塞完一個還不夠,整整塞了三件衣服,才終於將那些東西都塞完。

花嬈月頂著一腦門子汗,看著那三個衣服包袱又犯難了。

這玩意兒肯定不能留在屋裏啊,要不然她還是個死。

花嬈月想了想,一手一個,一手兩個地拎著包袱,偷摸地想要出去處理了。

君墨染抬眸見她大包小包地皺眉道:“你幹什麼去?”

花嬈月連忙轉身幹笑道:“這不是他的東西嗎?放這膈應人,我拿去處理了。”

君墨染看了眼她手裏的衣服包袱,皺眉道:“這裏畢竟是他的地方,我們隻是借住……”

“明白明白。”不等君墨染說完,花嬈月便幹笑著打斷他:“你放心,我就把東西放隔壁,又不扔他,等咱們走的時候,再給他搬回來就是了。”

聽她這麼說,他倒是也沒意見了,抬手想要將書放回去,卻見一片幹枯的樹葉從書裏飄落了下來。

花嬈月剛想出門,就看到一片樹葉飄到了她腳邊。

這不是最重要的,最重要的是那樹葉上寫了一首她看不懂的情詩,這也不是最要命的,最要命的是那詩的落款是個“月”字。

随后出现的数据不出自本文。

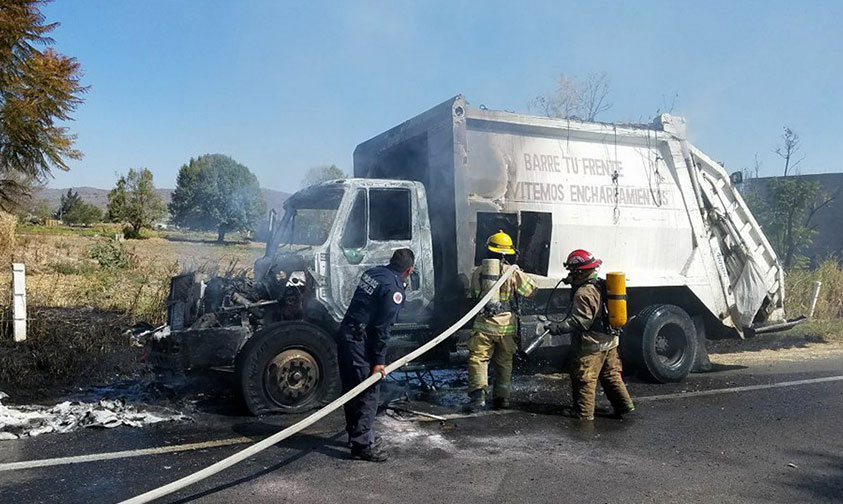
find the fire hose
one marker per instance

花嬈月心急如焚,害怕君墨染會看到,連忙想要去撿,卻忘了手上還挎了三個包袱。

“嘩啦”一下,所有的東西全都灑了一地,還有一塊帕子正好飄到了君墨染腳邊。

“啪”的一聲,花嬈月聽到了自己的心碎聲,這摔的哪是三個包袱啊,這摔的分明是她的心啊。

花嬈月手裏抓著樹葉,盯著那一地的罪證,徹底懵逼了。

怎麼辦?怎麼辦?怎麼辦?

在線等,急急急!!

君墨染狐疑地看了眼她手裏的樹葉,又皺眉撇了眼那散落了一地的物件,最後目光落在了他腳邊的那塊男人用的方帕上。

花嬈月心猛地一緊,立刻撲過去想要撿那一塊帕子,卻有一雙手搶在了她前麵。

君墨染撿起那塊帕子,盯著那帕子上的“月”字,臉色頓時就不好了。

“啪!”花嬈月又聽到自己的心碎聲了。

完了,這下徹底涼了!

君墨染看完帕子,又去地上的那些東西。

花嬈月嚇了一跳,立刻蹲在地上開始收拾:“那什麼,太亂了,我現在就把東西收走。”

花嬈月一邊幹笑著解釋,一邊手腳麻利地將那些東西全都往那衣服裏麵塞。可是剛剛還挺好塞的,可是這會兒卻是越急越亂。

君墨染也不說話,就看著她在那塞。

塞到最後,花嬈月也不塞,一屁股坐在地上,煩躁道:“我不塞了,反正這是不是我做的,誰愛管誰管?”

花嬈月說著氣氛地一甩袖子,剛剛那片被她塞到袖管的樹葉瞬間又飄了出來,好巧不巧,直接飄到了君墨染的懷裏。